My daughter, mother and two of my sisters made the trip to graduation and we stayed at a hotel in the heart of Boston, where good food abounds at every corner. We ate wild boar tacos, drank a mescal old fashioned (which I renamed “Satan’s Scrotum” and do not recommend unless you really want to sweat out something that smells like lighter fluid mixed with regret) and generally sampled all things not easily found in north Texas. However, one of my sisters whose name I won’t divulge (Kim) was seriously upset that she couldn’t find a baked potato anywhere. After a couple of mescal old fashioneds, she blacked out and hushed her mouth.


Kim (the one standing IN THE CHAIR) encouraging UMASS grads to pursue better health through baked potatoes.

Also, I managed to meet a man named Isis who was on the secret service detail of the Turkish Prime Minister and staying at our hotel. I learned zero Turkish words that trip, but speak Turkish sign language almost fluently.

He can’t take me anywhere

My husband has insisted for a while now that he “can’t take me anywhere.” (His words, not mine. He can, he just doesn’t like to) So, when he did take me somewhere –  Jason’s Deli – the 18-year-old taking our order asked us if we were with the party in the back. I answered, “No ma’am, we are with the business in the front.” Then I laughed and laughed, all by myself.

How I found out Jesus uses the U.S. Postal Service . . . 

I work at a weekly newspaper that mails issues to subscribers. Outside of our community, we suspect our papers get to their destination by way of the good old-fashioned Pony Express (and possibly some mescal), but without the express part. Sometimes it takes a week to get 30 miles. Finally, in November a sweet woman from a neighboring community put her problems in getting her Iowa Park Leader in a timely manner into God’s Hands, and this is envelope we got her renewal check in:


I sincerely hope her prayers are answered, although history tells me it will be another 2 weeks before we know.

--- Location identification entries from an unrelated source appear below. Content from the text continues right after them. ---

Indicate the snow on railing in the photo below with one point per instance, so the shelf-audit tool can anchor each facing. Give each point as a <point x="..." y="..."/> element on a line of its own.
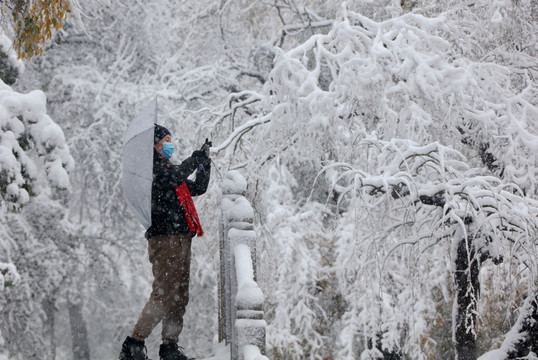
<point x="241" y="300"/>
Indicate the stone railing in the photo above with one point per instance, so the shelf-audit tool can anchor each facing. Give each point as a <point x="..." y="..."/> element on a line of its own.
<point x="241" y="323"/>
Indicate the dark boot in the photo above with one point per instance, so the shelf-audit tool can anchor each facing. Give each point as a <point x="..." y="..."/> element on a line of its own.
<point x="133" y="349"/>
<point x="172" y="352"/>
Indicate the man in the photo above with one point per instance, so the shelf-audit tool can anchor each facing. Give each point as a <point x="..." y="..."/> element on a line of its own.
<point x="173" y="224"/>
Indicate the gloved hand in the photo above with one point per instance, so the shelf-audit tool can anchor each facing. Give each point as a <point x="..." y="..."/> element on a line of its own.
<point x="206" y="148"/>
<point x="199" y="155"/>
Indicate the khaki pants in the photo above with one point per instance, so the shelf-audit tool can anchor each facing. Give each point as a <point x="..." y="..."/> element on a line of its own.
<point x="170" y="256"/>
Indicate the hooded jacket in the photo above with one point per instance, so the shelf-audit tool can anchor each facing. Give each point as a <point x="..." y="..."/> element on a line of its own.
<point x="167" y="216"/>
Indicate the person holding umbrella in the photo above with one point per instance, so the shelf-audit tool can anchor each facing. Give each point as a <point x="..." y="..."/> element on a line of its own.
<point x="174" y="222"/>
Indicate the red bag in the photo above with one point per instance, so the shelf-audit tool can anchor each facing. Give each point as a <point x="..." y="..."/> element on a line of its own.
<point x="185" y="199"/>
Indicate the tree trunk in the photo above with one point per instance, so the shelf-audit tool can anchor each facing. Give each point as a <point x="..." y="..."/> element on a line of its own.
<point x="79" y="332"/>
<point x="49" y="310"/>
<point x="467" y="289"/>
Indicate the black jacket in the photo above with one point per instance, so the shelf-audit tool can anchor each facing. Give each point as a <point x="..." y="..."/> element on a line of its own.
<point x="167" y="216"/>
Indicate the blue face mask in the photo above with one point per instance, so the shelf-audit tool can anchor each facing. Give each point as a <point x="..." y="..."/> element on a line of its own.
<point x="168" y="150"/>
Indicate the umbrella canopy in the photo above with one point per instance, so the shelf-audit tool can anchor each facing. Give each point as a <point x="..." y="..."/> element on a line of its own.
<point x="137" y="164"/>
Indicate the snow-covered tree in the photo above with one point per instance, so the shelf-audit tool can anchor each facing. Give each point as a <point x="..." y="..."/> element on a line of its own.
<point x="432" y="160"/>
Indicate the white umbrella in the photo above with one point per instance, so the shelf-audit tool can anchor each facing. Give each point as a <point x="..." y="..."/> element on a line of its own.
<point x="137" y="164"/>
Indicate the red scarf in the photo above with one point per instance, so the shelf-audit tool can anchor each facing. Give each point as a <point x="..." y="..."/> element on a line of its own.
<point x="185" y="198"/>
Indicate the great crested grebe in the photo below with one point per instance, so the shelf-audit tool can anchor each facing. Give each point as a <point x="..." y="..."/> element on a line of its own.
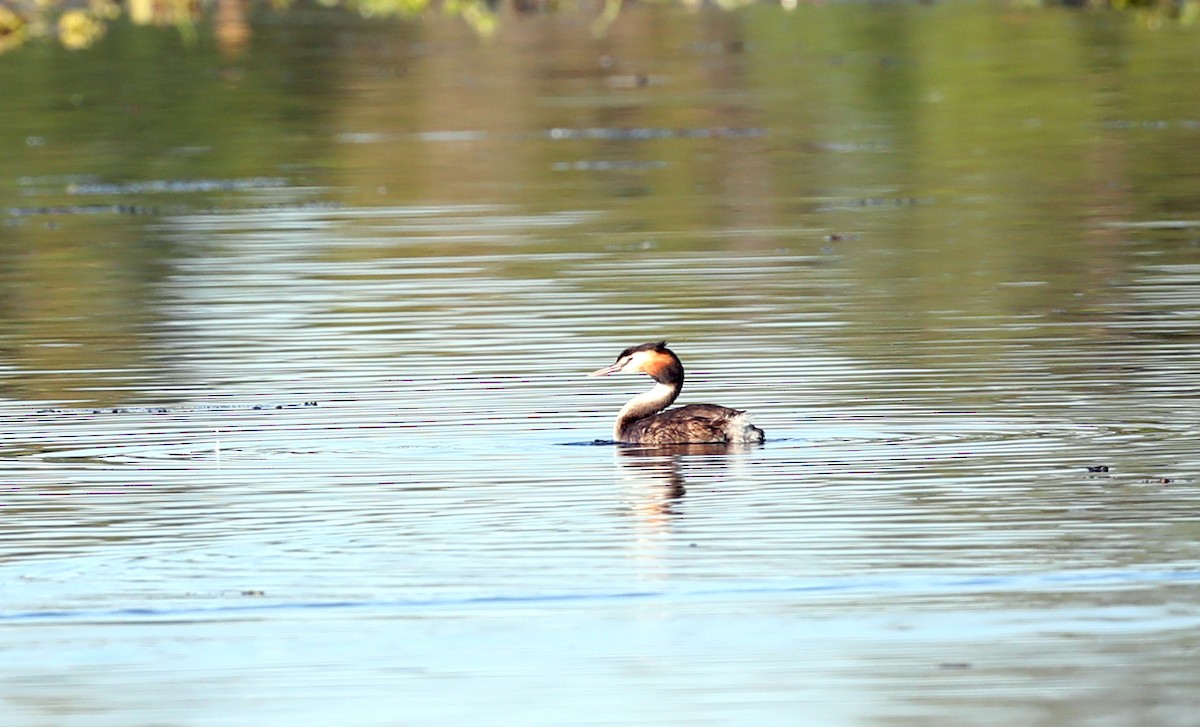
<point x="642" y="420"/>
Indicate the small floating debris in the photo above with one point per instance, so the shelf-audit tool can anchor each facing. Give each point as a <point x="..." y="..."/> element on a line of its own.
<point x="178" y="186"/>
<point x="180" y="409"/>
<point x="607" y="166"/>
<point x="641" y="133"/>
<point x="90" y="209"/>
<point x="1151" y="124"/>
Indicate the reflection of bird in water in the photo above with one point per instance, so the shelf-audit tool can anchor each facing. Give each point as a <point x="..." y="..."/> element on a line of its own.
<point x="642" y="420"/>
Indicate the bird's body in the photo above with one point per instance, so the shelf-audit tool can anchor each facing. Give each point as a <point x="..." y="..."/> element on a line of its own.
<point x="642" y="419"/>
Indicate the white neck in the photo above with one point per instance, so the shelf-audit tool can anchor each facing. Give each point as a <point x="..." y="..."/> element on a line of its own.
<point x="645" y="404"/>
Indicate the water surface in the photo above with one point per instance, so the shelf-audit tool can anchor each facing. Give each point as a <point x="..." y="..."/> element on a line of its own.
<point x="295" y="426"/>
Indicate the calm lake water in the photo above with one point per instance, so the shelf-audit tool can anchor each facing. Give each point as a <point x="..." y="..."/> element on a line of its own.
<point x="293" y="341"/>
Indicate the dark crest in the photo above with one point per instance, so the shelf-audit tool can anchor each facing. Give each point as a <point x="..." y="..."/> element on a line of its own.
<point x="633" y="349"/>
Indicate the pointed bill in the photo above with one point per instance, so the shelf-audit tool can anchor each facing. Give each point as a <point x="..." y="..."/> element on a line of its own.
<point x="607" y="370"/>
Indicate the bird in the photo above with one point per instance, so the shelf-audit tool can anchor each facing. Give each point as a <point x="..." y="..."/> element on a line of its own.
<point x="642" y="419"/>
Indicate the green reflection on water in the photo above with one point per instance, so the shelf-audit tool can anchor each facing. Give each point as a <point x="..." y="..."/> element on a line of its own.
<point x="939" y="179"/>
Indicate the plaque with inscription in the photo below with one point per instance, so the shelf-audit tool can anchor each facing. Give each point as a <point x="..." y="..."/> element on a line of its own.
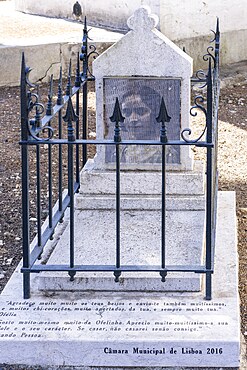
<point x="140" y="100"/>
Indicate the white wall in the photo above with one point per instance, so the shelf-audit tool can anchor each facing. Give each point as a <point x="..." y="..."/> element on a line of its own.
<point x="187" y="22"/>
<point x="181" y="19"/>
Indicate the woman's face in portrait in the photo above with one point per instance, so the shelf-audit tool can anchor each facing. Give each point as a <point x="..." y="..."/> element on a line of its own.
<point x="137" y="116"/>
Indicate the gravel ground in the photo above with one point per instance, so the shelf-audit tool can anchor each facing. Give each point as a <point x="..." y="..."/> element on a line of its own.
<point x="232" y="167"/>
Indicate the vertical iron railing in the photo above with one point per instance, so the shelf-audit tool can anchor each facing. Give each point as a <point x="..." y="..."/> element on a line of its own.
<point x="39" y="131"/>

Not that I’m getting older, but . . . 

I officially anounced it last week when the gag order lifted, but it’s worth mentioning again – I’m going to be a grandmother(!). A G-Ma. Grandmummy.

And although the baby will be born a foreigner – all the way in South Carolina – my own father was an immigrant from Oklahoma, so it will be just fine.

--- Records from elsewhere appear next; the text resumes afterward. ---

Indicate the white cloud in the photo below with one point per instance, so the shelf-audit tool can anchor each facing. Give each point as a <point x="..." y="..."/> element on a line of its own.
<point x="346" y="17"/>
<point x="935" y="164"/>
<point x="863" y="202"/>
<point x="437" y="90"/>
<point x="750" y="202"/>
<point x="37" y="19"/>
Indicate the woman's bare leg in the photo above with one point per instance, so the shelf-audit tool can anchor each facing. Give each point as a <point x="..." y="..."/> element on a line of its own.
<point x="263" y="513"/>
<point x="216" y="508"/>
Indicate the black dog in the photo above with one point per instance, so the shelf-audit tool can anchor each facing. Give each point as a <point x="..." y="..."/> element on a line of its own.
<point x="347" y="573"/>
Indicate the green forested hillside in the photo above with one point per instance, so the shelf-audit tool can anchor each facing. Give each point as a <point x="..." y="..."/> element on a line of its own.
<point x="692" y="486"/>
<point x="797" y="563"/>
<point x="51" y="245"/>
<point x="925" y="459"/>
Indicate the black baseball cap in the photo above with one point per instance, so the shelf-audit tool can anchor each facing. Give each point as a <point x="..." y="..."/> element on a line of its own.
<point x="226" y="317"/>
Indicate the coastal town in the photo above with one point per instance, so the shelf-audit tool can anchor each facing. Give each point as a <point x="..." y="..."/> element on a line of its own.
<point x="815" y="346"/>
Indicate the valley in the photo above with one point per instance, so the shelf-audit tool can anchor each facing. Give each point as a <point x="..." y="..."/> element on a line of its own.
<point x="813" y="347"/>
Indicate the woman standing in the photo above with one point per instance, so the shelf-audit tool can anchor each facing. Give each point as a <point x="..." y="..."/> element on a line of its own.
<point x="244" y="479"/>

What I didn’t talk about was the month-long debate that can be equated to a peace summit in which grandparent names were chosen, then shot down in a blaze of relatively little glory. All I will say for now is that my grandchild will not be calling me Queenie even though I had a couple of tiaras on stand-by to wear to the birth.

 And Finally,

Raise a little hell.

A quick back-story about these socks: We attended a Christmas party where we were required to bring a $5 gift. I brought these even though they were $7 on sale, mostly because I wanted the hell out of them. So I made my husband take them during the gift exchange because I knew he wouldn’t wear them on a bet and they would end up on my sweet feet.

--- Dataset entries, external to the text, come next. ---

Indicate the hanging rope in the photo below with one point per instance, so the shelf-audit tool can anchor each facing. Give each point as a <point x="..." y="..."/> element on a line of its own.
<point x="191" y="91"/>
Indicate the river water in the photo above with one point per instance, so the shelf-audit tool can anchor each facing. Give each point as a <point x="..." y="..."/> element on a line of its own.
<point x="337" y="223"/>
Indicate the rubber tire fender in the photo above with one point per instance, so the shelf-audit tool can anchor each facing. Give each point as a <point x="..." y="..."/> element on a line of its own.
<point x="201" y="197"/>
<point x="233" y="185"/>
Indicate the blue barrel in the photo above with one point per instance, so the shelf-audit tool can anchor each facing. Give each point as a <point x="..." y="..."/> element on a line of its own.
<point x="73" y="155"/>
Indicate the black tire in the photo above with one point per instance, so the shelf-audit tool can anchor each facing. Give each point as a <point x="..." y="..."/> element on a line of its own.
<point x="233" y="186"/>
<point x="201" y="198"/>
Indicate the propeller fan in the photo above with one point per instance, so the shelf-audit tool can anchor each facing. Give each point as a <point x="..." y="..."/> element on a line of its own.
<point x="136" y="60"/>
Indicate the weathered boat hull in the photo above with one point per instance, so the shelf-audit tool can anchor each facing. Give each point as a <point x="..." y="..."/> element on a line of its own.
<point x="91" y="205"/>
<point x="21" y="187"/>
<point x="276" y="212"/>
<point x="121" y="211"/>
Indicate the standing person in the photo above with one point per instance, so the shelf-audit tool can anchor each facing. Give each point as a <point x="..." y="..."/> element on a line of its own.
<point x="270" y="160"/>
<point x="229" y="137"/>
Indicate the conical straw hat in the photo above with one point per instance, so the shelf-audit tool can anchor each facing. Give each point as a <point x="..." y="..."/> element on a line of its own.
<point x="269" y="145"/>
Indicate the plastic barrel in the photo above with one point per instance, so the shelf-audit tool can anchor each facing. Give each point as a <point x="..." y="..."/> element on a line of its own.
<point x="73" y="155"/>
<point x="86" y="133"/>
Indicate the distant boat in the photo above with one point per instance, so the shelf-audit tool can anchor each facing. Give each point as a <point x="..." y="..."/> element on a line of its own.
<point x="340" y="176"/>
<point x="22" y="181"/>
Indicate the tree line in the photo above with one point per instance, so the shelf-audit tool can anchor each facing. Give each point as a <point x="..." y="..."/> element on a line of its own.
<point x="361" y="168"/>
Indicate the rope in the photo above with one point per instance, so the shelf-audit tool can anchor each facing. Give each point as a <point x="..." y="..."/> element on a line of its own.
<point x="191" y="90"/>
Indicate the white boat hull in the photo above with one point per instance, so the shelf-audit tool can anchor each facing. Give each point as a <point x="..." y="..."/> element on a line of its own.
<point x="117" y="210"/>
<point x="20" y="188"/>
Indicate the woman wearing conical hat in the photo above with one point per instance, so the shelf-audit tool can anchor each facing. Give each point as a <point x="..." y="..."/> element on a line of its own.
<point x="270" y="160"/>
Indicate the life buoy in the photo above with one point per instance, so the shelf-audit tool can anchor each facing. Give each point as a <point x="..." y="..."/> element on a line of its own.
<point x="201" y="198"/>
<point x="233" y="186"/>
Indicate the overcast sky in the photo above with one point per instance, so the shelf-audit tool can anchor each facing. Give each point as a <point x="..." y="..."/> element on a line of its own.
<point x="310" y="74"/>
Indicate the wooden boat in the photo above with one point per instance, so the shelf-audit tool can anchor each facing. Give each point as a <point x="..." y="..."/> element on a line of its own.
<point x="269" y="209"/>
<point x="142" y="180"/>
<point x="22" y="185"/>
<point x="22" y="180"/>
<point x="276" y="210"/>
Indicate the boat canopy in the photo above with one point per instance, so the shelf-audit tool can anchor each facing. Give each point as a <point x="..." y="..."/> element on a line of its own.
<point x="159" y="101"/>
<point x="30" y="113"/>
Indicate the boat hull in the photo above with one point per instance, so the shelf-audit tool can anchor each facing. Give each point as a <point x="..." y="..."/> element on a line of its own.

I was right, and now I own a pair of power socks.

hellraiser socks

The best socks in the history of ever.

I love them because they remind me that raising a little hell is not a bad thing. Standing up for what you believe in; changing the things you don’t like; righting wrongs . . . . those are things worth raising hell over. So go out this year and be a hell raiser. Raise money or awareness for a cause you believe in. Dare to laugh until you puke, without an apology. Stand up for a person who is being unfairly treated – for God’s sake, stand up for yourself. Dare to treat yourself like your own best friend during the next 365 days.

Most of all, find your moments of happiness and joy and spread ’em around a little.

Thank you for coming to this blog and playing with me every once in a while. You keep me going and laughing and thinking, and for that I am truly grateful.

Now go out there and raise a little of your own hell in 2015.